🤖 AI Summary
This work addresses the limited capacity of existing large language model (LLM) evaluation benchmarks to assess entity-based causal commonsense reasoning, particularly the lack of explicit evaluation of abductive reasoning and explanation generation. To bridge this gap, the authors introduce CommonWhy, a novel benchmark comprising 15,000 “why” questions constructed from Wikidata, which uniquely integrates causal commonsense reasoning into knowledge graph question answering (KGQA), moving beyond conventional fact-retrieval paradigms. CommonWhy requires models to generate explanatory rationales grounded in entity-centric knowledge.
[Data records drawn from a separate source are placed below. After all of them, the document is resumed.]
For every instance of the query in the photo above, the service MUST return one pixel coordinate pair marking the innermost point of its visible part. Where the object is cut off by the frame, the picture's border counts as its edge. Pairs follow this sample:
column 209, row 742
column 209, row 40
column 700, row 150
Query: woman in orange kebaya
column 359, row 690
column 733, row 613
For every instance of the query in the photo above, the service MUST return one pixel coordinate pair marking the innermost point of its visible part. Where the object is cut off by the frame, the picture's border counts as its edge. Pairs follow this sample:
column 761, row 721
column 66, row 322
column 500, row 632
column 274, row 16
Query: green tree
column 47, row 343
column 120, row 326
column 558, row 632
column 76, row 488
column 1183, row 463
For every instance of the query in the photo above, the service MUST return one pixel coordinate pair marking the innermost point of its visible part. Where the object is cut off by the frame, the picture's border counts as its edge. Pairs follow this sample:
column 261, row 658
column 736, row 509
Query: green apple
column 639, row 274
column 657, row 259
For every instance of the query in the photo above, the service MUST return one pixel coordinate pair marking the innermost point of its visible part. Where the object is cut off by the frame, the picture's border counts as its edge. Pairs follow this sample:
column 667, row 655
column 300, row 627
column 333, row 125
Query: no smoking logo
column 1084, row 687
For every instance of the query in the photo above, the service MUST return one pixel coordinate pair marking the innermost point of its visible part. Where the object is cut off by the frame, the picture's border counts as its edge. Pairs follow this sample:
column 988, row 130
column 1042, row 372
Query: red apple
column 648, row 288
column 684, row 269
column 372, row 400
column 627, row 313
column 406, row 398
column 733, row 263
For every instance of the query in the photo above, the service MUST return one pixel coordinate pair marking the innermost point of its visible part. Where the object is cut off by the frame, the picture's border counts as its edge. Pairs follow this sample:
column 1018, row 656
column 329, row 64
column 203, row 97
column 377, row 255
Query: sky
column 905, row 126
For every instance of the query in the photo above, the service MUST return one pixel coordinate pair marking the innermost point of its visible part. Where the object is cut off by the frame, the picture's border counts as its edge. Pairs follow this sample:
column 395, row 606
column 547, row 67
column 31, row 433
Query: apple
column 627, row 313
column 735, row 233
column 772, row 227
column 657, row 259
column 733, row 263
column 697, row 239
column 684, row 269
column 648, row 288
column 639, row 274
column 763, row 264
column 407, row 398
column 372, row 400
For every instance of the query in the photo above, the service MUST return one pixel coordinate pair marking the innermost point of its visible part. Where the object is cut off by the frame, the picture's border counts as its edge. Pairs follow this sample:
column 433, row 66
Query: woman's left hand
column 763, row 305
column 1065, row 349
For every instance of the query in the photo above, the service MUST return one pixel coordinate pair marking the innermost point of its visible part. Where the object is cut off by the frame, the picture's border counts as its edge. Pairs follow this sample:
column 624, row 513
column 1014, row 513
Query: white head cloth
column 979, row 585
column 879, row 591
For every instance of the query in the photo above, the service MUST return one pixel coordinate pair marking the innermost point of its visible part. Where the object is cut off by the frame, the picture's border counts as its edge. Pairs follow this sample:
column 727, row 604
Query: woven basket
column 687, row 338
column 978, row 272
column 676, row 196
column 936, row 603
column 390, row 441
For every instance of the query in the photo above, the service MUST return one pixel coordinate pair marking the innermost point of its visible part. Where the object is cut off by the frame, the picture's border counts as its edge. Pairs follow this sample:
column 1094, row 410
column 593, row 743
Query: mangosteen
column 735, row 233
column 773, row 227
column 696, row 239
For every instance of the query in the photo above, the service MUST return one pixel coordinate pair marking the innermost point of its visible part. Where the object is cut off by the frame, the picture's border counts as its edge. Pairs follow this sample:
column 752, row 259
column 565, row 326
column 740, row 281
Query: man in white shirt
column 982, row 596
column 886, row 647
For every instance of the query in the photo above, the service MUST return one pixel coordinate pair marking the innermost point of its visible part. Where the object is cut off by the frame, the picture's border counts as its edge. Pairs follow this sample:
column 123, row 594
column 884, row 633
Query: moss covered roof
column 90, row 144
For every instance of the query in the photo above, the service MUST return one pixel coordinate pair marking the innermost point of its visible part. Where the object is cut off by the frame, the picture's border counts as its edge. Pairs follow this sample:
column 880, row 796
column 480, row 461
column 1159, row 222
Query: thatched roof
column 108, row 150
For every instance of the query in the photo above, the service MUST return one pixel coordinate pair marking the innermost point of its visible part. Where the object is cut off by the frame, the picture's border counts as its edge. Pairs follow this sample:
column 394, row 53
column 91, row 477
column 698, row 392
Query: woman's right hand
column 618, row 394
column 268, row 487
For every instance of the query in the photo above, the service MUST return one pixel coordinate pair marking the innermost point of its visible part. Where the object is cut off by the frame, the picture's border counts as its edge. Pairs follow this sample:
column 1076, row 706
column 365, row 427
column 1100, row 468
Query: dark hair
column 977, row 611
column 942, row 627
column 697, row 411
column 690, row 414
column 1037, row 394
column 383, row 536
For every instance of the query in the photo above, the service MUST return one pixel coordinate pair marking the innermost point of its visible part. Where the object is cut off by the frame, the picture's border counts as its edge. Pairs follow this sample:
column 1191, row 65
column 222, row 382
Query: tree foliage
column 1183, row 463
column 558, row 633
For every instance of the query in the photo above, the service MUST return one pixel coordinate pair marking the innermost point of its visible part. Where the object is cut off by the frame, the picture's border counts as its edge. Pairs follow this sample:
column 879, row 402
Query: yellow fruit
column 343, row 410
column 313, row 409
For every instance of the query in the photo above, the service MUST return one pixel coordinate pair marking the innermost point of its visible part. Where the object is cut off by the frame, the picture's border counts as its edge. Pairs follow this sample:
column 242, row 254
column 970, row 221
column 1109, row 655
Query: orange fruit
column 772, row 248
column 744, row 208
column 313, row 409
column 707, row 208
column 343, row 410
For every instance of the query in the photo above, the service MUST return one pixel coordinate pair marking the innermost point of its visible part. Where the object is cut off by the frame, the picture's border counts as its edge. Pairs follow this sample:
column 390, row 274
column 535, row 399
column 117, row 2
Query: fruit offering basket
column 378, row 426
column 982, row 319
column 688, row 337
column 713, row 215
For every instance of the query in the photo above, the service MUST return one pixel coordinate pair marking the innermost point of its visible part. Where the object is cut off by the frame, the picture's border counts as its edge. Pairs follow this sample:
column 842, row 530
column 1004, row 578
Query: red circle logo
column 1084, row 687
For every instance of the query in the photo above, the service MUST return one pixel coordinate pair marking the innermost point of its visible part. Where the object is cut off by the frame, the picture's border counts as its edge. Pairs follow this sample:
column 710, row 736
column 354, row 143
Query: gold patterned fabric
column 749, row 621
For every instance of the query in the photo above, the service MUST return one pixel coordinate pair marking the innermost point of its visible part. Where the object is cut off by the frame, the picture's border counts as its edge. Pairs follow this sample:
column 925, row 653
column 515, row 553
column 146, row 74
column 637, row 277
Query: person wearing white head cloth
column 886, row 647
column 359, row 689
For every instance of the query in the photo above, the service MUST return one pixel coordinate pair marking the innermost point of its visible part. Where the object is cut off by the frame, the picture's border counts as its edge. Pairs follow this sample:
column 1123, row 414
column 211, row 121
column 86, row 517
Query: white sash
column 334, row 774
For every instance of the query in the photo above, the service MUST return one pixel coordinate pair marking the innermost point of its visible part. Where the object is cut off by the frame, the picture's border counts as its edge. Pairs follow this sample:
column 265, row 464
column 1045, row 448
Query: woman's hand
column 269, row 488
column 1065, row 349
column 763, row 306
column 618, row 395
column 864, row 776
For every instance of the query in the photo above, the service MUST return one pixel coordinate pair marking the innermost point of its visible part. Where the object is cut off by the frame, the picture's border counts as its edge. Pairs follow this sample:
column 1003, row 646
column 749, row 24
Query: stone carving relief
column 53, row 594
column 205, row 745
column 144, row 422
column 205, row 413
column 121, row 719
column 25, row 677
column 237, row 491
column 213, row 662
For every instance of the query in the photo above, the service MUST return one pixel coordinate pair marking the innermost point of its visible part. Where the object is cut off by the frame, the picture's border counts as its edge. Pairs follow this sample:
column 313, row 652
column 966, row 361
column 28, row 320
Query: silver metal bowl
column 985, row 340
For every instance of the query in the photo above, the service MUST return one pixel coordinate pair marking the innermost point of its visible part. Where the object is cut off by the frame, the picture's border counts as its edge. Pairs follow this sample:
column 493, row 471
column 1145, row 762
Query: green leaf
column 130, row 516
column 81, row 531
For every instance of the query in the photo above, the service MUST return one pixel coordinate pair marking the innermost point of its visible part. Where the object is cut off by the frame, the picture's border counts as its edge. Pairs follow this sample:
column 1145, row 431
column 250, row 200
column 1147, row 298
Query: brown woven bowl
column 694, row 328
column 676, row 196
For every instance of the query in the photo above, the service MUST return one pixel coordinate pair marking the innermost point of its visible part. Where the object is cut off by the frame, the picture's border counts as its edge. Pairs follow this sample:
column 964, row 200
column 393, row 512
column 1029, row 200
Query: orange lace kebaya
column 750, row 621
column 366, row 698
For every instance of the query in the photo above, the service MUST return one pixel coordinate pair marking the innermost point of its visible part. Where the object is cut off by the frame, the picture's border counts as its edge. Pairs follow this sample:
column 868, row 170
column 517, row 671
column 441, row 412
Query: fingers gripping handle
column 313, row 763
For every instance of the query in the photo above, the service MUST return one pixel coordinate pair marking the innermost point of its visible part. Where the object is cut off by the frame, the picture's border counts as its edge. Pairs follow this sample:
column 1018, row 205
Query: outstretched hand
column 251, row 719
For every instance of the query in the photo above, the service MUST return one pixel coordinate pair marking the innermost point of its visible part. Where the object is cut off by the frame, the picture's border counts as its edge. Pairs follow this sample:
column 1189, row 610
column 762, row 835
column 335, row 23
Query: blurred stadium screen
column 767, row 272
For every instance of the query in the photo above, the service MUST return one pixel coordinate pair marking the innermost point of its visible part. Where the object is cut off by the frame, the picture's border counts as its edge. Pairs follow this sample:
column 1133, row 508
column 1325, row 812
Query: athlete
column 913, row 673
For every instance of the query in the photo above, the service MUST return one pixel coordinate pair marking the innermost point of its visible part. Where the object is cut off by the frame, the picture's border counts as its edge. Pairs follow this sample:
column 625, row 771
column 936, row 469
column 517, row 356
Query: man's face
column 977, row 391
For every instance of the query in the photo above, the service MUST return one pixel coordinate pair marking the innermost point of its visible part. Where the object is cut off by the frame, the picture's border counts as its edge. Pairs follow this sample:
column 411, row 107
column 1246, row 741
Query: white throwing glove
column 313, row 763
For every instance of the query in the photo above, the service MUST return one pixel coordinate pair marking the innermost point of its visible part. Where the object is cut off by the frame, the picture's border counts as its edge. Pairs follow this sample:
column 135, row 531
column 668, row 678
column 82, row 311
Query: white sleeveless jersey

Experimental results demonstrate that state-of-the-art LLMs and KGQA methods exhibit significant shortcomings on this benchmark, frequently producing factual hallucinations and failing in causal inference, thereby underscoring the challenge and evaluative value of CommonWhy.
📝 Abstract
To effectively interact with the real world, Large Language Models (LLMs) require entity-based commonsense reasoning, a challenging task that necessitates integrating factual knowledge about specific entities with commonsense inference. Existing datasets for evaluating LLM entity-based commonsense reasoning have largely focused on True/False or multiple-choice questions, leaving the explicit assessment of the model's ability in abductive reasoning about causes and effects and generating explanations largely unexamined. In this work, we introduce CommonWhy, a dataset of 15,000 why questions designed to evaluate entity-based commonsense reasoning about causal relationships in LLMs. CommonWhy also serves as a Knowledge Graph Question Answering (KGQA) benchmark, as all supporting knowledge required to answer its queries is available in the Wikidata knowledge graph. Unlike existing KGQA datasets, which primarily test fact retrieval, CommonWhy targets causal commonsense reasoning, establishing a new paradigm for KGQA evaluation. Experiments with state-of-the-art LLMs and LLM-based KGQA methods reveal their significant shortcomings, including frequent factual hallucinations and failures in causal reasoning.